Moments after the Patriots subdued the Colts 34-27, the New England coach let out a soft ”phew” when asked whether he was satisfied with his team’s balance between passes (37 attempts) and running plays (25). He looked relieved, rather than a man still bent on revenge.
”We don’t have a run-pass balance,” Belichick said flatly. ”We just try to score.”
Considering the ruckus ”Deflategate” kicked up, and the Colts’ role as instigators in the months-long saga, the surprise is that the Patriots didn’t – or couldn’t – run up the score. For all the talk about getting even, they improved to 5-0 by treating the Colts no differently than any other opponent.
Brady kept poking Indianapolis’ porous pass defense with short throws to Julian Edelman in the opening half, then gradually expanded his reach by connecting with Rob Gronkowski and Danny Amendola on mid-range and longer throws in the second.
”It’s the little things,” Colts linebacker Jerrell Freeman said. ”You can’t give them anything, because they will take everything, everything you give them. A great team will capitalize on any little mistake.”
The Colts’ biggest mistake was self-inflicted, a bizarre fake-punt formation on fourth-and-3 from their own 37 while trailing 27-20 late in the third quarter. Indianapolis was whistled for an illegal formation – ”I have to let the coach talk to you on that one, but we practiced it,” was all safety Mike Adams would say about the play – but New England declined the penalty and four plays later, Brady hit LeGarrette Blount with an 11-yard touchdown pass.
Brady finished a respectable 23 of 37 for 312 yards, with three touchdowns and his first interception of the season, but was restrained afterward. Sporting a natty checked suit and few days’ growth of beard, he twice denied saving a football and possibly two from the game as souvenirs – despite tucking one into his helmet at the end of the game.
”I didn’t keep them,” Brady replied.
”Are they going to somebody else?” came the follow-up.
”I don’t know,” he said.
The lack of emotion across the Patriots’ locker room was in keeping with Belichick’s insistence on a business-like demeanor at all times, but it might say even more about their confidence level. This season’s team looks even better in the early going than last season’s Super Bowl champions and even more determined not to waste much energy trading barbs or picking fights off the field.
When Edelman scored New England’s opening touchdown, he thrust out his chest and appeared to scream. But asked whether there was ”a little extra emotion” in the celebration, he quickly corrected the questioner, ”I’m always emotional.”
And so it went the rest of the night. Opponents and haters may pick at the scab of ”Deflategate,” but good luck getting anyone in a Patriots uniform to flinch at the mention, let alone address it.

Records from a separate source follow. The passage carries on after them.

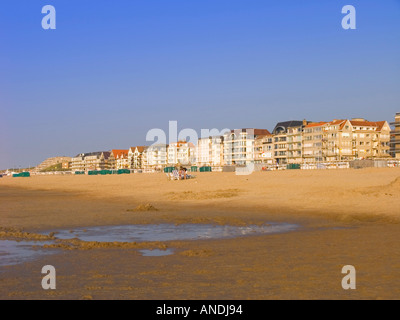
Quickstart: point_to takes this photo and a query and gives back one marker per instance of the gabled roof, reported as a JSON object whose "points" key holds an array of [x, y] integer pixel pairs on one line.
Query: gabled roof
{"points": [[91, 154], [256, 132], [287, 124], [121, 153], [378, 124], [341, 123]]}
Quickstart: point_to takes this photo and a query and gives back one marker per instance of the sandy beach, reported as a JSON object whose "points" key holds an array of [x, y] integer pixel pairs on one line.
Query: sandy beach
{"points": [[345, 217]]}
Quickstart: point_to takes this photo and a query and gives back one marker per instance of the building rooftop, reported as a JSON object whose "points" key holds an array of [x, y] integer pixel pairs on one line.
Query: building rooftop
{"points": [[283, 126]]}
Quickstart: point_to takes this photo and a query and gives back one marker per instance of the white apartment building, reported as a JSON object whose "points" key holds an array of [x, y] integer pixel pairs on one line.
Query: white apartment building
{"points": [[181, 153], [239, 146], [155, 157], [210, 151]]}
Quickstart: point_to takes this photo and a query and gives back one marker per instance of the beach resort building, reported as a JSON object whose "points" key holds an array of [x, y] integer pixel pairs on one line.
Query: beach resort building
{"points": [[239, 145], [396, 137], [210, 151], [313, 137], [346, 140], [135, 157], [370, 139], [180, 152], [90, 161], [288, 141], [118, 159], [51, 162], [155, 157], [264, 149]]}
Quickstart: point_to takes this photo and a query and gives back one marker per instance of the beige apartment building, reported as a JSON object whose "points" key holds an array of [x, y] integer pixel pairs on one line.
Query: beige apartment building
{"points": [[239, 145], [210, 151], [396, 136], [135, 157], [346, 140], [118, 159], [288, 141], [370, 139], [90, 161], [155, 157], [181, 153], [264, 149]]}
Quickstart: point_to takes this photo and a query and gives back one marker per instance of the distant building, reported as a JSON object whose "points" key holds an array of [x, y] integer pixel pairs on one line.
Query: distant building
{"points": [[118, 159], [135, 157], [264, 149], [370, 139], [395, 149], [288, 141], [90, 161], [210, 151], [66, 165], [180, 152], [346, 140], [51, 162], [155, 157], [239, 145]]}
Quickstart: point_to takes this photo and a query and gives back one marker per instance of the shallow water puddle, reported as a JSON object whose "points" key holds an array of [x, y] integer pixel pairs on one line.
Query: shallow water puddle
{"points": [[13, 252], [156, 252], [169, 232]]}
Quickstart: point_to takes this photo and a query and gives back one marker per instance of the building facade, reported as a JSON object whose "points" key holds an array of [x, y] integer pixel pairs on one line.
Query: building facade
{"points": [[118, 159], [264, 149], [210, 151], [135, 157], [181, 153], [155, 157], [90, 161], [288, 141], [346, 140], [395, 137], [239, 145]]}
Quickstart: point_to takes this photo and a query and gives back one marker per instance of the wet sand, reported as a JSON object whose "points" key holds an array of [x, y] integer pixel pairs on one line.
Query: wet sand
{"points": [[347, 217]]}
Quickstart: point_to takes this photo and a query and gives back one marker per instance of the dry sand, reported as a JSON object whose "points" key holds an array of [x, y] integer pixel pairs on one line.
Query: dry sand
{"points": [[347, 217]]}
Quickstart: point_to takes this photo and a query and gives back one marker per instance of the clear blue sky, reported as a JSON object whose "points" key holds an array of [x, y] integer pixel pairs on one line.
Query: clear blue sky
{"points": [[112, 70]]}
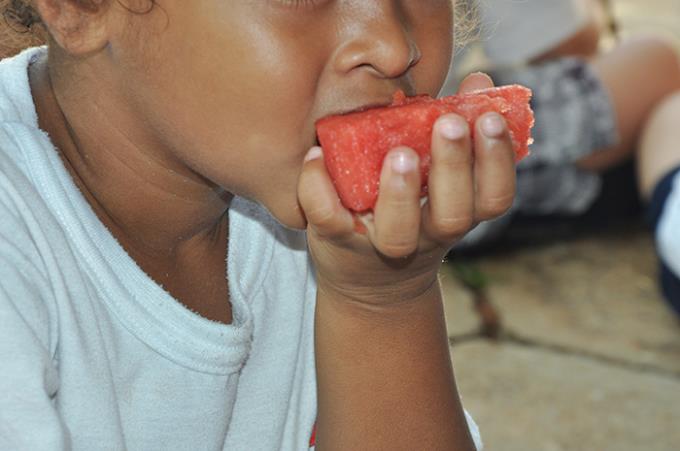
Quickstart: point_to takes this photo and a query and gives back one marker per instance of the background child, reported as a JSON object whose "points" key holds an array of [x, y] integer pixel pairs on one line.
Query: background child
{"points": [[590, 107], [153, 139], [659, 176]]}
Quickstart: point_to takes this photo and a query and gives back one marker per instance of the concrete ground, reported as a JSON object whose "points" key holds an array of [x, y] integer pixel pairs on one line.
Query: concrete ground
{"points": [[588, 357]]}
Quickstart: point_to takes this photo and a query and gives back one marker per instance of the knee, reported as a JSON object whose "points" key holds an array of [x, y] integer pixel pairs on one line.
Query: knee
{"points": [[659, 56]]}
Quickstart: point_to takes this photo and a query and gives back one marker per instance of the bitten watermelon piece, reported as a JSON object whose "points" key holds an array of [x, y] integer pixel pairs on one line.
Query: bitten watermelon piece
{"points": [[355, 144]]}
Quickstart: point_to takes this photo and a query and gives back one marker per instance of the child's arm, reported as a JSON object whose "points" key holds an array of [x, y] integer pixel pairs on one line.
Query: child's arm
{"points": [[384, 373]]}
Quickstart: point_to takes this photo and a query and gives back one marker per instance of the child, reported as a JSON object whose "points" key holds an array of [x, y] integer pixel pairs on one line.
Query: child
{"points": [[659, 178], [151, 140], [590, 107]]}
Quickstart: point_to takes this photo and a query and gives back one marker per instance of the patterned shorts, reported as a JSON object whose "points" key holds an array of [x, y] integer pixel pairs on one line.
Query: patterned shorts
{"points": [[574, 118]]}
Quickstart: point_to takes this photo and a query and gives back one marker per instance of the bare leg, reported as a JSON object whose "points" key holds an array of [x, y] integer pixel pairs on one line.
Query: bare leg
{"points": [[639, 74], [660, 145]]}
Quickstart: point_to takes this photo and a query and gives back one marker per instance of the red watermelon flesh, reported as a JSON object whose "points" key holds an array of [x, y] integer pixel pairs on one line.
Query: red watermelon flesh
{"points": [[355, 144]]}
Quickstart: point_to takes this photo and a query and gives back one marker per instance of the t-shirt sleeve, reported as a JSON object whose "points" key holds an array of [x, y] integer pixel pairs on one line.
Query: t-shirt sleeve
{"points": [[28, 376]]}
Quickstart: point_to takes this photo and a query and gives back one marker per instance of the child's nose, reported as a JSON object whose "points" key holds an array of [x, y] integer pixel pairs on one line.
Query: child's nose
{"points": [[377, 39]]}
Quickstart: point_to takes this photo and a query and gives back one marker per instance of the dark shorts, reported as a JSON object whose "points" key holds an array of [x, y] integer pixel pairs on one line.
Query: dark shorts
{"points": [[670, 282]]}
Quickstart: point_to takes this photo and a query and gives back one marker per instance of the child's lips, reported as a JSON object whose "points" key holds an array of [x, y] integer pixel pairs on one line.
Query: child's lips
{"points": [[359, 108]]}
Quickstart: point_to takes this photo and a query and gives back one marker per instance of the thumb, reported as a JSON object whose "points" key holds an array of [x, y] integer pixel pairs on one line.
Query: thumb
{"points": [[319, 201]]}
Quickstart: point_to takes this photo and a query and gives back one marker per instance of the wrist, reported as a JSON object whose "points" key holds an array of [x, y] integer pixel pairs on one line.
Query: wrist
{"points": [[380, 299]]}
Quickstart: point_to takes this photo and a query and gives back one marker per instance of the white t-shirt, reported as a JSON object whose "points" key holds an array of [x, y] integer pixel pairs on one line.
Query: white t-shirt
{"points": [[515, 31], [94, 355]]}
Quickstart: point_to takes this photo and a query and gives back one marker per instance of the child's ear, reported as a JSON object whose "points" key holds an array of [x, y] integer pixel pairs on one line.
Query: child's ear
{"points": [[77, 29]]}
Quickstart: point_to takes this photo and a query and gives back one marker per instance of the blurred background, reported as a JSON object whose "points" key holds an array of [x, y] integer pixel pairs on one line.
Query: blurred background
{"points": [[559, 335]]}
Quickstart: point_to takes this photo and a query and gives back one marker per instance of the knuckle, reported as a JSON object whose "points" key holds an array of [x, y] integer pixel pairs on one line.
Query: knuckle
{"points": [[447, 227], [397, 249]]}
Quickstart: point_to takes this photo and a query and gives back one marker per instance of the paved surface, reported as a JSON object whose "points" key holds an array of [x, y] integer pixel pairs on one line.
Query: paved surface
{"points": [[589, 356]]}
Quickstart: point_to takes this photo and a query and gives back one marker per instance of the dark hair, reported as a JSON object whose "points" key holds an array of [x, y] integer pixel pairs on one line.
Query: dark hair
{"points": [[22, 27]]}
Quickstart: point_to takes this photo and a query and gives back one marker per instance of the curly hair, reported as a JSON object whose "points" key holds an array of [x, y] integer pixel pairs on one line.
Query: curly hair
{"points": [[21, 26]]}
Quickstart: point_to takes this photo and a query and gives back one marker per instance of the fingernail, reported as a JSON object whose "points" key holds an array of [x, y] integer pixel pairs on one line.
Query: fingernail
{"points": [[493, 126], [314, 153], [403, 162], [452, 129]]}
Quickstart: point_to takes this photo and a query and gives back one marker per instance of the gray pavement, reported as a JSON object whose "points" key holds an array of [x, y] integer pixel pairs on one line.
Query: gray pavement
{"points": [[588, 357]]}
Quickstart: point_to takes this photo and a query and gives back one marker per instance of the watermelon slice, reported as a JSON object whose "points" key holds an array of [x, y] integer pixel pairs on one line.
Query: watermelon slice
{"points": [[355, 144]]}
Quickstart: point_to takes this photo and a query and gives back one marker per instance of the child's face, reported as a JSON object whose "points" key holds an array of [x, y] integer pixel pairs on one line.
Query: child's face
{"points": [[234, 87]]}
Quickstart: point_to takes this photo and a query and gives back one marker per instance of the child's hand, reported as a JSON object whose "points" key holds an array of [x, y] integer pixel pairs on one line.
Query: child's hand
{"points": [[399, 257]]}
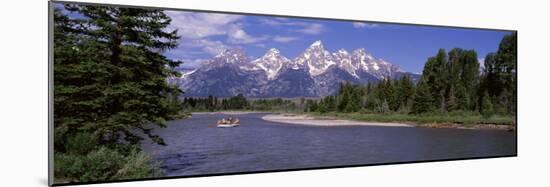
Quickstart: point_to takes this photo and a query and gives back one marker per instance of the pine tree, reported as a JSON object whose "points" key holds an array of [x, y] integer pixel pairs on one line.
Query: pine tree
{"points": [[487, 106], [423, 100], [110, 74]]}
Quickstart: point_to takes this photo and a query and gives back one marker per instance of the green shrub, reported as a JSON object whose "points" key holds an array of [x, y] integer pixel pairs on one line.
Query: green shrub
{"points": [[104, 164], [80, 143]]}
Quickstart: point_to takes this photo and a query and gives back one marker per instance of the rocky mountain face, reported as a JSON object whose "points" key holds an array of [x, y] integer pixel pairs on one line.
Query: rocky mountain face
{"points": [[314, 73]]}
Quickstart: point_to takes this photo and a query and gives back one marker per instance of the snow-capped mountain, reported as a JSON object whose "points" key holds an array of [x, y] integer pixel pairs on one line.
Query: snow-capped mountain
{"points": [[315, 72], [272, 62]]}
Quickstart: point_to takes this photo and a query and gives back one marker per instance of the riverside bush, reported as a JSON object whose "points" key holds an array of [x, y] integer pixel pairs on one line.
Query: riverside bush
{"points": [[104, 164]]}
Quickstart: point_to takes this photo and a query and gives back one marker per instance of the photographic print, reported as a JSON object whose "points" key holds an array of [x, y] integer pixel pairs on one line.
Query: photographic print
{"points": [[150, 93]]}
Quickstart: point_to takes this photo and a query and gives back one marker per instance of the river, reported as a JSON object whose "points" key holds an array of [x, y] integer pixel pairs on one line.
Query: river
{"points": [[196, 147]]}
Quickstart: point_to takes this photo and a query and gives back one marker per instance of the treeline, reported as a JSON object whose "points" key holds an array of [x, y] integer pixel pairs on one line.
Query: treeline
{"points": [[239, 102], [450, 82], [109, 88]]}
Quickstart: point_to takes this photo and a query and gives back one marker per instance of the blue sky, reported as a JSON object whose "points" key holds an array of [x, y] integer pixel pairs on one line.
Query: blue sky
{"points": [[203, 35], [206, 34]]}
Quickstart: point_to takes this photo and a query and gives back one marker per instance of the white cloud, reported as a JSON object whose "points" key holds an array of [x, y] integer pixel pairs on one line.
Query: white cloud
{"points": [[284, 39], [314, 28], [201, 25], [364, 25], [239, 36], [197, 29], [301, 27]]}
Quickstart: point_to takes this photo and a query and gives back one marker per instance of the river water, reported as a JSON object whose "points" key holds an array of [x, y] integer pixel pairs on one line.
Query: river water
{"points": [[195, 146]]}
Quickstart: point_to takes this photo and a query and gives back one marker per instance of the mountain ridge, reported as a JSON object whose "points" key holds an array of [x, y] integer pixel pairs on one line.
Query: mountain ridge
{"points": [[315, 72]]}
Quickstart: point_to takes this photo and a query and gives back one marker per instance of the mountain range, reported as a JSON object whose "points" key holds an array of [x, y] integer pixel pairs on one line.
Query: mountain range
{"points": [[315, 72]]}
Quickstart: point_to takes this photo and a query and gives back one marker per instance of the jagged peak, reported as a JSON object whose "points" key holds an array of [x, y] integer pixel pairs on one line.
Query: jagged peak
{"points": [[273, 51], [343, 51], [317, 43], [230, 51]]}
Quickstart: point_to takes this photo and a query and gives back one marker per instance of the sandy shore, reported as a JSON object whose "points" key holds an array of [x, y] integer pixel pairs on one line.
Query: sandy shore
{"points": [[227, 112], [308, 120]]}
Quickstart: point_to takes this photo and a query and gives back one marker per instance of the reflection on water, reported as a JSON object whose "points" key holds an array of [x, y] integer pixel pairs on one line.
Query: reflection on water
{"points": [[196, 146]]}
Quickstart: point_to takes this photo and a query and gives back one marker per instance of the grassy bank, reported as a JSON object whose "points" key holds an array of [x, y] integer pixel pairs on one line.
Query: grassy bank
{"points": [[466, 119]]}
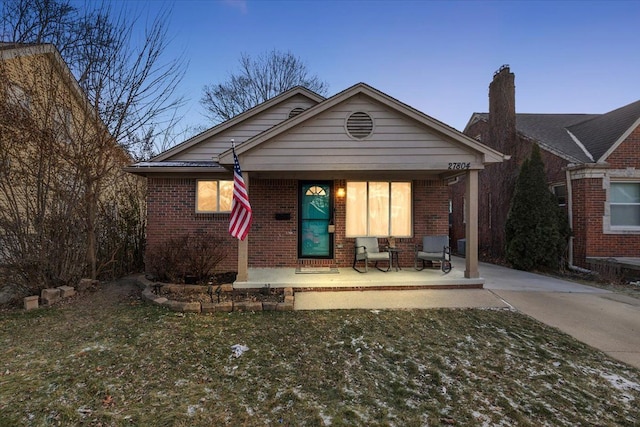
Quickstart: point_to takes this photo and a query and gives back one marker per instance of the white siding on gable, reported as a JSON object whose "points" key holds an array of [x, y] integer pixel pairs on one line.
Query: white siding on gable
{"points": [[396, 143], [209, 149]]}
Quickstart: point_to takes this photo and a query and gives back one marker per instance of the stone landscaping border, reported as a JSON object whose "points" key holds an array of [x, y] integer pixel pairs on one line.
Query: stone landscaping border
{"points": [[205, 307], [50, 296]]}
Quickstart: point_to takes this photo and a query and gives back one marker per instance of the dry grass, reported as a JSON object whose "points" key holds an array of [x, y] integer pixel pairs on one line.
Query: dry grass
{"points": [[100, 362]]}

Unfortunately, Blount didn’t dress as fast as his more experienced teammates and got cornered in a nearly empty visitors locker room. But he had no problem channeling his inner Belichick every time the question was about revenge.
”We treated it just like another game. Everybody prepared for it as we would for any opponent. Everybody was ready to play this game,” he said. ”It doesn’t matter who it is.”
The second time it was asked, Blount was more, well, blunt.
”Anything in the past,” he replied, ”was the last thing on our mind.”
The rest of the NFL moved on after ”Spygate,” or did, anyway, until ”Deflategate” arrived, and this, too, shall pass if the Patriots continue unraveling defenses around the league like just so many cheap sweaters. Too many smart coaches already know what Chuck Pagano did coming into this game – you can either let the Patriots pick you apart slowly; or else big risks and as the Colts did, shoot yourself in the foot.
”We didn’t want to leave any bullets in the gun,” Pagano said.
A few minutes later, Pagano was asked whether he wished ”Deflategate” had never happened.
”I don’t even know what you’re talking about,” he replied.
”The whole inflated football situation,” the questioner said.
”It had nothing to do with the football game or anything else,” he said. ”That was a long time ago.”